In the University community, as in any community, interpersonal conflict can occur between two or more people. Conflict can arise from circumstances such as, but not limited to, miscommunication, differing beliefs or values, and incompatible lifestyle habits in a shared campus residence. Conflict can also stem from one person’s misconduct that disrupts or harms another person. Through dispute resolution, interpersonal conflict can be sorted out or rectified, thereby supporting both the well-being of the individuals involved and the health of the University community.
Some reports of problematic conduct received by Community Expectations and Restorative Practices (CERP) reflect interpersonal conflict rather than violations of the Honor and Student Conduct Codes. Other reports received by CERP may reflect both interpersonal conflict and possible violations of University policies. When interpersonal conflict is reported, CERP may determine that informal Alternative Dispute Resolution (ADR) could be more effective for resolving the situation than formal student disciplinary procedures.
Alternative Dispute Resolution engages individuals in a candid discussion of interpersonal conflict and/or an incident of misconduct, including the harm it caused and ways to repair the harm. Unlike the University’s more formal student disciplinary procedures in which incident outcomes are determined by University officials, Alternative Dispute Resolution empowers both a person harmed by interpersonal conflict and/ or an incident of misconduct and a student who is responsible for that harm to participate actively in the determination of accountability outcomes.
Multiple ADR processes have the potential to result in productive, restorative outcomes that are mutually agreed upon by the process participants. Examples include an apology, conflict coaching, facilitated dialogue, guided conversations, and restorative conferences or circles. When conflict is reported, Community Expectations and Restorative Practices may suggest Alternative Dispute Resolution to the individuals involved, or a student can request that CERP consider ADR for informal resolution of the interpersonal conflict that they are experiencing.

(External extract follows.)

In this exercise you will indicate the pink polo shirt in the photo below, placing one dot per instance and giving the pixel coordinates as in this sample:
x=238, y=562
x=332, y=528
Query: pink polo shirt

Participation in Alternative Dispute Resolution is entirely voluntary. Before initiating an ADR process, a representative of CERP (or designee) typically conducts intake meetings with individuals involved in a conflict to determine their willingness to participate in the collaborative resolution of the dispute and the suitability of a particular ADR process. ADR can be implemented only when both the complainant and respondent agree to participate and CERP deems a particular method of conflict resolution to be appropriate to the situation.
When Alternative Dispute Resolution occurs, a representative of CERP (or designee) facilitates the identified process, maintains documents as needed, and monitors the completion of the accountability outcomes established through the restorative process.
When an Alternative Dispute Resolution process is undertaken in efforts to resolve an alleged violation of the Honor and Student Conduct Codes, implementation of the formal student disciplinary process is paused. If the ADR process is terminated for any reason, or if a restorative outcome is not agreed upon by all process participants, CERP will resolve the alleged violation by resuming formal student disciplinary procedures (see “Disciplinary Procedures”).